April 8th 2021, 3:00 pm

‘You know, I hate to admit it, but everyday that passes Alex Jones looks less crazy.’

Infowars’ Alex Jones trended once again on Twitter Wednesday, despite being banned from the social media platform.

Jones was already steadily rising up the trending charts after viral footage captured him physically stopping an illegal alien smuggling operation, but a Newsweekarticle on fountain of youth blood transfusions caused social media to explode with admissions Jones has been right about everything.
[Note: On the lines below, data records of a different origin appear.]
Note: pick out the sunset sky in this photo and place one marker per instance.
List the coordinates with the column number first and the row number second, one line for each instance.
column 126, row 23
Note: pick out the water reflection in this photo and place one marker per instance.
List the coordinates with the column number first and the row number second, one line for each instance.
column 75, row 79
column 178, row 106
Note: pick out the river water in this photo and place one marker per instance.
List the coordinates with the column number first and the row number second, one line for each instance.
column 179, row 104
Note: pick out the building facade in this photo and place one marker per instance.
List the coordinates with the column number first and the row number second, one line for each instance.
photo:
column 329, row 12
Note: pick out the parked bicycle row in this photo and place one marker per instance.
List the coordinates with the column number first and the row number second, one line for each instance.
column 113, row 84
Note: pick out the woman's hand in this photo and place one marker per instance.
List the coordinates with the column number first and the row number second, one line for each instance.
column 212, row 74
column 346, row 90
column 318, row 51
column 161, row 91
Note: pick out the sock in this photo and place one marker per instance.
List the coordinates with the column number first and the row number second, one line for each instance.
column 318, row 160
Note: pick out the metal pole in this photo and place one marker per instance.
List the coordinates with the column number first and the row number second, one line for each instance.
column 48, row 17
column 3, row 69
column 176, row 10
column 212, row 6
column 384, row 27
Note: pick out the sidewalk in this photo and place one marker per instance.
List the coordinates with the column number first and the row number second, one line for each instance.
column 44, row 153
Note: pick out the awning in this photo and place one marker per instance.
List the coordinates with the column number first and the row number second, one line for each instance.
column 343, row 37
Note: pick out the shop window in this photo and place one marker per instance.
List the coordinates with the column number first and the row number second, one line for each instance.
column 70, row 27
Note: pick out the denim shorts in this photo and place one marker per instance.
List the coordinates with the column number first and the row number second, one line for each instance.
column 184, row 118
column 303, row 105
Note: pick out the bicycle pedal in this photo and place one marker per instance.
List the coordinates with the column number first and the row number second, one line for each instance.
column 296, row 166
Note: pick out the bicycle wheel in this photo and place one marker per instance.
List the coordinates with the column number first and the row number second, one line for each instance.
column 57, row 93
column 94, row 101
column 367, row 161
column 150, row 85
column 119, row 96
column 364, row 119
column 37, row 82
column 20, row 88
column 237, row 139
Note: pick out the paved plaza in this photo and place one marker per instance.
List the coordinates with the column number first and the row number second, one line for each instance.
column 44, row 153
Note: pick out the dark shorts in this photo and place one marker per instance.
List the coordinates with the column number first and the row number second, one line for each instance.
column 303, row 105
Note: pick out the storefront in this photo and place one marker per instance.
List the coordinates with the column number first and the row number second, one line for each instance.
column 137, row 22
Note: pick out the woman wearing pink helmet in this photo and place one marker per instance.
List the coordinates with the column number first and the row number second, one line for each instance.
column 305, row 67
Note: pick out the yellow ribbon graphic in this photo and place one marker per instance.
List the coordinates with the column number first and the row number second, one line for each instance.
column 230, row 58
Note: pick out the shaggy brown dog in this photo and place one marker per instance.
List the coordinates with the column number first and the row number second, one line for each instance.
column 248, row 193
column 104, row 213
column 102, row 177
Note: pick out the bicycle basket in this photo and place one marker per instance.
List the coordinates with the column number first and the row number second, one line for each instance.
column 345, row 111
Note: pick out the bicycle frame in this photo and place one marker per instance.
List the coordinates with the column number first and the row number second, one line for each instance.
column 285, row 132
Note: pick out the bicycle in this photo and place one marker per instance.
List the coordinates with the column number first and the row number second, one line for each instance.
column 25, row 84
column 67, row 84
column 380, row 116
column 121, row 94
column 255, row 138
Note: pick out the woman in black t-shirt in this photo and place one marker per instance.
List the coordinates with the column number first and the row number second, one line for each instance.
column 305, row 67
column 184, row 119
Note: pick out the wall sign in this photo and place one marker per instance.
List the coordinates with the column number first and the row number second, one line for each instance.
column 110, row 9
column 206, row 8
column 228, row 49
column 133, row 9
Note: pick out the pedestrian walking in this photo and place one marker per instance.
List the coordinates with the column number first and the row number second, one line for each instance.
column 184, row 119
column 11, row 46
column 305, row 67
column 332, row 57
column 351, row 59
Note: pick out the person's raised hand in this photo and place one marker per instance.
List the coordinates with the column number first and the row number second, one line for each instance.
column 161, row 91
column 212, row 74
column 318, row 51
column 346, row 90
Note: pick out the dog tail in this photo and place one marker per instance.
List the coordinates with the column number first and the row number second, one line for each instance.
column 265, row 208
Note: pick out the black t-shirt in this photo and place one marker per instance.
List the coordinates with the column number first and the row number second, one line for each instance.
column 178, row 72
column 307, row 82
The piece, titled, “Can Blood from Young People Slow Aging? Silicon Valley Has Bet Billions It Will,” discusses various biotech companies experimenting with transplanting young blood into older patients in order to defy the aging process.

Earlier this year, Grifols closed on a $146 million-deal to buy Alkahest, a company founded by Stanford University neuroscientist Tony Wyss-Coray, who, along with Saul Villeda, revealed in scientific papers published in 2011 and 2014 that the blood from young mice had seemingly miraculous restorative effects on the brains of elderly mice. The discovery adds to a hot area of inquiry called geroscience that “seeks to understand molecular and cellular mechanisms that make aging a major risk factor and driver of common chronic conditions and diseases of older adulthood,” according to the National Institutes of Health. In the last six years, Alkahest has identified more than 8,000 proteins in the blood that show potential promise as therapies. Its efforts and those of Grifols have resulted in at least six phase 2 trials completed or underway to treat a wide range of age-related diseases, including Alzheimer’s and Parkinson’s.

Alkahest and a growing number of other geroscience health startups signal a change in thinking about some of the most intractable diseases facing humankind. Rather than focusing solely on the etiology of individual diseases like heart disease, cancer, Alzheimer’s and arthritis—or, for that matter, COVID-19—geroscientists are trying to understand how these diseases relate to the single largest risk factor of all: human aging. Their goal is to hack the process of aging itself and, in the process, delay or stave off the onset of many of the diseases most associated with growing old.

Following the article’s publication, many on social media admitted Jones was right about the topic he’d been covering for years.